The world, of course, is a much different place now than it was in 1865 or 1972. Even a service as simple as a drive-up window was utterly inconceivable on the automobile-free prairies of the undeveloped Midwest.
The bank has reinvented itself many times to serve the ever-changing needs of people and businesses in our fast-moving economy. And, it says, it’s not finished yet.
With the addition of drive-up lanes, automated teller machines and online account management, branch banking has changed significantly over the past 50 years and it continues to evolve. Commerce recently opened a high-tech innovation center on Vandeventer Avenue in St. Louis. The new concept branch offers business clients and consumers an array of banking choices. For example, customers can complete a transaction at a video kiosk or with a personal banker. A technology bar allows customers to bank using web and mobile applications. And, video conferencing makes it possible to connect with Commerce specialists in other locations.
Up until the 1960s when credit cards came into popular use, people had two ways to pay a bill: cash or check. Today, a broad variety of digital and card payment systems are available, some of which have been tailored to address the special needs of specific industries, such as health care and energy.
Commerce Bank’s Health Services Financing program, for example, includes a line of credit that enables patients to pay medical bills over time while also helping health-care providers improve their cash flow.

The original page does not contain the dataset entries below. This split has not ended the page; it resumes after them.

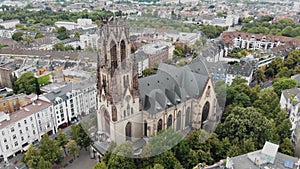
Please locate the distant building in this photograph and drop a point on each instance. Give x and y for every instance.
(13, 103)
(243, 70)
(268, 157)
(25, 127)
(254, 41)
(8, 24)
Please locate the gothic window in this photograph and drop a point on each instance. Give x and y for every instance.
(205, 112)
(107, 121)
(145, 128)
(123, 53)
(169, 122)
(114, 113)
(159, 125)
(128, 131)
(113, 54)
(178, 123)
(187, 116)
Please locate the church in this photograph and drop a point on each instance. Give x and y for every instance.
(132, 108)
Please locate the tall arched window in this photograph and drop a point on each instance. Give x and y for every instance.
(145, 128)
(188, 117)
(128, 131)
(178, 123)
(169, 122)
(113, 54)
(205, 112)
(159, 125)
(123, 53)
(114, 113)
(107, 121)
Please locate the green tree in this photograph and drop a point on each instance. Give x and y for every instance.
(61, 138)
(259, 76)
(122, 157)
(18, 36)
(72, 148)
(280, 84)
(59, 46)
(50, 149)
(287, 147)
(101, 165)
(44, 164)
(27, 84)
(158, 166)
(32, 157)
(62, 33)
(246, 123)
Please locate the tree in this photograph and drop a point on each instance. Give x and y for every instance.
(50, 149)
(122, 157)
(101, 165)
(27, 84)
(246, 123)
(72, 148)
(280, 84)
(44, 164)
(259, 76)
(59, 46)
(287, 147)
(158, 166)
(61, 138)
(62, 33)
(18, 36)
(32, 157)
(80, 136)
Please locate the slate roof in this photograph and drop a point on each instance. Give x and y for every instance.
(172, 85)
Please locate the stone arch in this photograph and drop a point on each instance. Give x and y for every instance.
(106, 121)
(113, 55)
(205, 112)
(178, 123)
(128, 131)
(159, 125)
(114, 113)
(123, 52)
(145, 128)
(169, 122)
(187, 116)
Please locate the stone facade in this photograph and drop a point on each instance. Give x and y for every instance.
(130, 108)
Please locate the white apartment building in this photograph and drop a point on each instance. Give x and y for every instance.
(20, 129)
(244, 70)
(72, 101)
(8, 24)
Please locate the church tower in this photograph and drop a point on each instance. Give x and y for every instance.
(118, 97)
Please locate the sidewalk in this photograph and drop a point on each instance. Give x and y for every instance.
(82, 162)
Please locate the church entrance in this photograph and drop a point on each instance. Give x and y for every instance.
(205, 113)
(107, 121)
(128, 131)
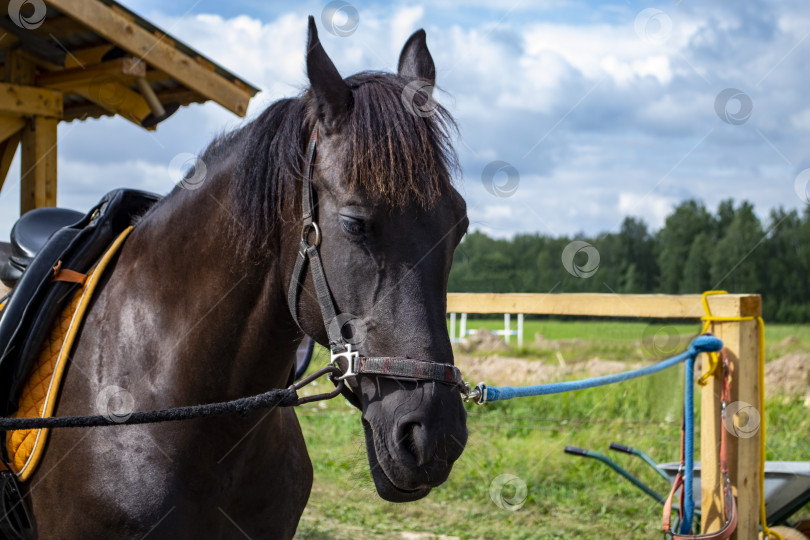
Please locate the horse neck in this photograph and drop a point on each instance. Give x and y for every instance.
(229, 314)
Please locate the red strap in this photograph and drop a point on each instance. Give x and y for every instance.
(730, 503)
(71, 276)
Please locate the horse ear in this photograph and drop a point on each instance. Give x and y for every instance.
(333, 95)
(415, 61)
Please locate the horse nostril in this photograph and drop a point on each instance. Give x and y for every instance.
(412, 439)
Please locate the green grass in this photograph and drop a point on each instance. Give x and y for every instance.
(568, 497)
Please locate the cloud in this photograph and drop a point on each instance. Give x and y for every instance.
(599, 118)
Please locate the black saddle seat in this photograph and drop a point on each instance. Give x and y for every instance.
(28, 235)
(34, 228)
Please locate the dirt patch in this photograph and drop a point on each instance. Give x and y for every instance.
(788, 375)
(482, 340)
(540, 342)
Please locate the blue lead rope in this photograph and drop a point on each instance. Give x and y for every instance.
(702, 344)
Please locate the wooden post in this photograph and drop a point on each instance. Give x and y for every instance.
(38, 157)
(38, 164)
(742, 344)
(741, 340)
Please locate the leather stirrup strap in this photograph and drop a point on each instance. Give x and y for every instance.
(308, 253)
(71, 276)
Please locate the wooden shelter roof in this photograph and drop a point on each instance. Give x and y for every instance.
(94, 52)
(65, 60)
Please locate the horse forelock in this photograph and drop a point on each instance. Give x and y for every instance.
(393, 156)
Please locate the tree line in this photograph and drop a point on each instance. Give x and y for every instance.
(695, 250)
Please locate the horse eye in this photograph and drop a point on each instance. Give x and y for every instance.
(353, 225)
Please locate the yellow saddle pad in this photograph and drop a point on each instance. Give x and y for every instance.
(39, 395)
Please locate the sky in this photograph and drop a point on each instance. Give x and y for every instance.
(572, 114)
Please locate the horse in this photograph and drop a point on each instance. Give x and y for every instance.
(195, 309)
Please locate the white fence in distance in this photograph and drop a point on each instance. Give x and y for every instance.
(507, 331)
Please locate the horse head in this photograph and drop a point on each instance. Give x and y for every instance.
(389, 221)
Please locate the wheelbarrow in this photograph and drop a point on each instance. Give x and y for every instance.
(787, 483)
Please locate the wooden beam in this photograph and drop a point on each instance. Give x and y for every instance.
(18, 68)
(7, 150)
(117, 98)
(30, 42)
(38, 164)
(10, 125)
(127, 34)
(17, 99)
(658, 306)
(86, 56)
(66, 80)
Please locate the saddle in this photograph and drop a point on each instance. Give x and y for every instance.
(41, 241)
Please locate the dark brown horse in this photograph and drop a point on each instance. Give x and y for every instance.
(195, 310)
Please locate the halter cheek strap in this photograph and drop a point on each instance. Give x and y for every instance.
(342, 354)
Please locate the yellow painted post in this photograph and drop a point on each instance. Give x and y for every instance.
(38, 164)
(741, 341)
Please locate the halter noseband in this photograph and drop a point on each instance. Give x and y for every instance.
(350, 362)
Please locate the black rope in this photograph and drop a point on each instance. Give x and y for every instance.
(280, 397)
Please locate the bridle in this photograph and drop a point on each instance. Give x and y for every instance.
(350, 362)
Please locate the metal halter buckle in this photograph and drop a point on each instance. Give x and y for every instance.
(312, 226)
(352, 361)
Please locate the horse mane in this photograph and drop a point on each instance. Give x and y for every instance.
(393, 157)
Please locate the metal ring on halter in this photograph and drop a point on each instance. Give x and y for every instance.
(305, 233)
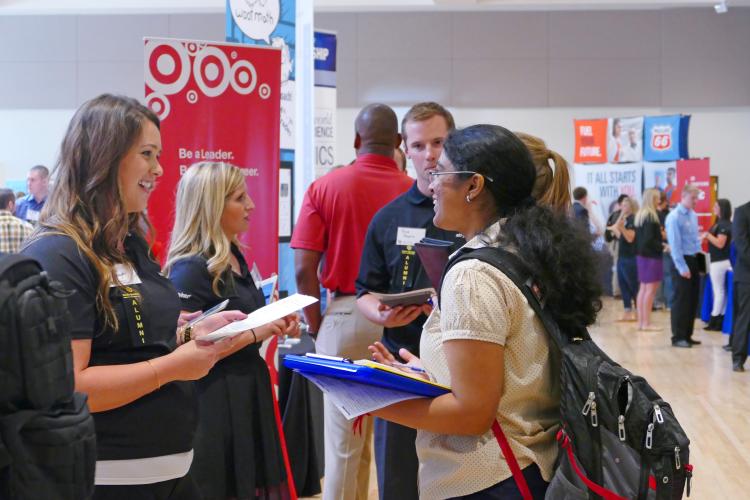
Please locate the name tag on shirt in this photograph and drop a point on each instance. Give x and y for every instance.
(32, 215)
(255, 275)
(126, 275)
(410, 236)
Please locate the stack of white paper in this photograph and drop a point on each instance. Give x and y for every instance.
(262, 316)
(354, 399)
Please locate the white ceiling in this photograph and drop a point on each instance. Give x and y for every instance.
(57, 7)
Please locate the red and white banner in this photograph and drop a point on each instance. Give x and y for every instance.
(698, 173)
(591, 141)
(218, 102)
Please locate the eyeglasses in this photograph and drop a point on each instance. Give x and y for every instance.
(434, 174)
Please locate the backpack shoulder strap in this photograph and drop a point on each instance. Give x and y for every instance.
(513, 267)
(11, 260)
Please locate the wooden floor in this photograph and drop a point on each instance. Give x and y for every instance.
(711, 402)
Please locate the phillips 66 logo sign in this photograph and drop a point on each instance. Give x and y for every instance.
(661, 138)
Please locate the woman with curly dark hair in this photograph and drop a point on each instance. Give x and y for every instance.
(483, 339)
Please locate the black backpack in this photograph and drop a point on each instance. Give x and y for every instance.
(47, 438)
(618, 438)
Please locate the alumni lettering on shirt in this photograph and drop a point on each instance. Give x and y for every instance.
(132, 302)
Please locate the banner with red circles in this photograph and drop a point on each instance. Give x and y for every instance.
(218, 102)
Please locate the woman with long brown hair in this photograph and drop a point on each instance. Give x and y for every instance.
(124, 311)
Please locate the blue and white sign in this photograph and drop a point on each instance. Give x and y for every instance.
(325, 101)
(271, 23)
(665, 137)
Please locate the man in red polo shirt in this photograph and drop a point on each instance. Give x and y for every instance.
(333, 221)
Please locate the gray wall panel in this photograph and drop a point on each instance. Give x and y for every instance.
(124, 77)
(686, 57)
(346, 83)
(696, 34)
(410, 36)
(604, 82)
(209, 27)
(494, 35)
(403, 82)
(503, 82)
(37, 85)
(716, 81)
(612, 35)
(37, 39)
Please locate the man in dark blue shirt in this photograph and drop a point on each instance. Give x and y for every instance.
(390, 265)
(30, 206)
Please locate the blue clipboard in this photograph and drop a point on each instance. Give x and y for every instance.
(362, 375)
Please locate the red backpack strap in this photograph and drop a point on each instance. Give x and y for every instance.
(512, 462)
(599, 490)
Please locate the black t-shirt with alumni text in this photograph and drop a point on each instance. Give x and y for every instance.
(147, 308)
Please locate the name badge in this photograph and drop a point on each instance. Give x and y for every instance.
(410, 236)
(126, 275)
(32, 215)
(255, 275)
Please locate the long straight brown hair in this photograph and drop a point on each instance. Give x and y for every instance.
(86, 202)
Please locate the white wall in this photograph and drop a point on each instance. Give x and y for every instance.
(721, 134)
(29, 137)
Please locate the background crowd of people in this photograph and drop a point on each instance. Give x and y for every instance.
(180, 418)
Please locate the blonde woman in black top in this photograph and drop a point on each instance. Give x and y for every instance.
(649, 250)
(719, 238)
(237, 444)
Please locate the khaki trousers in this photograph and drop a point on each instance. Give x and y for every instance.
(346, 332)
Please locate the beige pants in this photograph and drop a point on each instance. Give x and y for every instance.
(345, 332)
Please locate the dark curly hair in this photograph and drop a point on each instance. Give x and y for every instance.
(555, 248)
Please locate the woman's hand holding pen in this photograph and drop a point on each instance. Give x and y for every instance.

Commerce’s toggle (a trademarked payment feature) lets users specify which purchases they’d like paid immediately from their checking account and which to treat like credit card purchases. Floor plan financing, tax-advantaged lending and commercial cash management are just a few of the many other banking services that have been developed to serve complex, ever-changing business needs.
Of course, not everything about Commerce has changed over its long history.
“After 150 years, Commerce remains a bank that understands what businesses need and consistently meets those needs with innovative products and services,” said Harlan Ferry, president of Commerce Bank’s metro region. “Commerce provides the assurance that it will be there as a financial partner for the long term. That is the key to its lasting success.”